Poesia e teatro. A poesia de Cervantes não tem as mesmas qualidades de sua prosa de ficção, embora o próprio autor apreciasse muito seu soneto sobre o túmulo de Filipe II. Tampouco interessa hoje o poema didático Viaje al Parnaso (1614), espécie de panorama crítico da literatura espanhola de sua época. De pouco valor é também o romance pastoril La Galatea (1585).
Dramaturgo de inspiração variada e muitos recursos, Cervantes não teve, porém, grande êxito no teatro porque foi eclipsado por Lope de Vega. Sua produção teatral está reunida no volume Ocho comedias y ocho entremeses (1615; Oito comédias e oito entremezes). A mais conhecida de suas peças é a tragédia histórico-patriótica Numancia, obra pseudoclássica. As comédias, com poucas exceções, são fracas. Muito melhores são os entremezes, pequenas peças humorísticas, de um realismo tipicamente espanhol.
Novelas exemplares. Não é justo explicar a glória literária de Cervantes exclusivamente pelo D. Quijote. Se não tivesse escrito esse grande romance, estaria imortalizado como autor de Novelas ejemplares (1613; Novelas exemplares), um dos mais importantes volumes de contos da literatura universal. O adjetivo ejemplar refere-se à intenção moral de Cervantes ao escrever essas pequenas obras-primas, intenção que nem sempre é evidente, porque constam do volume três séries de novelas muito diferentes.

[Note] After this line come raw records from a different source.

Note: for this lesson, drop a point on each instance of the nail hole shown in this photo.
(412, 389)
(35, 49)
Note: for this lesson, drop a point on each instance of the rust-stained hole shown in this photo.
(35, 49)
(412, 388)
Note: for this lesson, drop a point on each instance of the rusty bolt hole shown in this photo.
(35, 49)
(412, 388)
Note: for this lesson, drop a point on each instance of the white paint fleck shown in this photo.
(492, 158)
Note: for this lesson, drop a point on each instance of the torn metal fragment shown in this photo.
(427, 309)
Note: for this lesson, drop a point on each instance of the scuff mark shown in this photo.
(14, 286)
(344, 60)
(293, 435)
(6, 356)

Novelas idealistas, de aventuras e acidentes perigosos que acabam bem são "El amante liberal", "La española inglesa", "Señora Cornelia" e sobretudo a magistral "La fuerza del sangre" ("A força do sangue").
Ideal-realistas são "La ilustre fregona" ("A criada ilustre") e "La gitanilla" ("A ciganinha"). O realismo de Cervantes triunfa em "El casamiento engañoso", em "El celoso extremeño" ("O estremenho ciumento"), na novela picaresca "Rinconete y Cortadillo" e no "Licenciado Vidriera", cujo personagem principal antecipa o D. Quixote, e sobretudo no "Coloquio de los perros" ("Diálogo dos cães"), verdadeiro testamento da melancólica sabedoria de vida de Cervantes.
Persiles. O próprio Cervantes parece nunca ter esquecido o desastre de suas esperanças idealistas. Embora critique humoristicamente (no "Coloquio de los perros") a falsidade do gênero pastoril, sempre pensou em escrever uma segunda parte de La Galatea, e incluiu ainda no Don Quijote um episódio pastoril, a história de Marcela. Tampouco parece ter sido intransigente a aversão de Cervantes ao romance de cavalaria, pois pertence a esse gênero sua última obra, Los trabajos de Persiles y Segismunda. O enredo complicado dessa história de aventuras, narrada em estilo retórico e altamente romântico, torna hoje difícil sua leitura, em que Azorín descobriu uma qualidade especial de angústia.
Cervantes morreu em Madri em 23 de abril de 1616. Poucos dias antes de sua morte escreveu o prefácio de Persiles (publicado postumamente em 1617), em que cita os velhos versos: "Puesto ya el estribo, / Con las ansias de la muerte."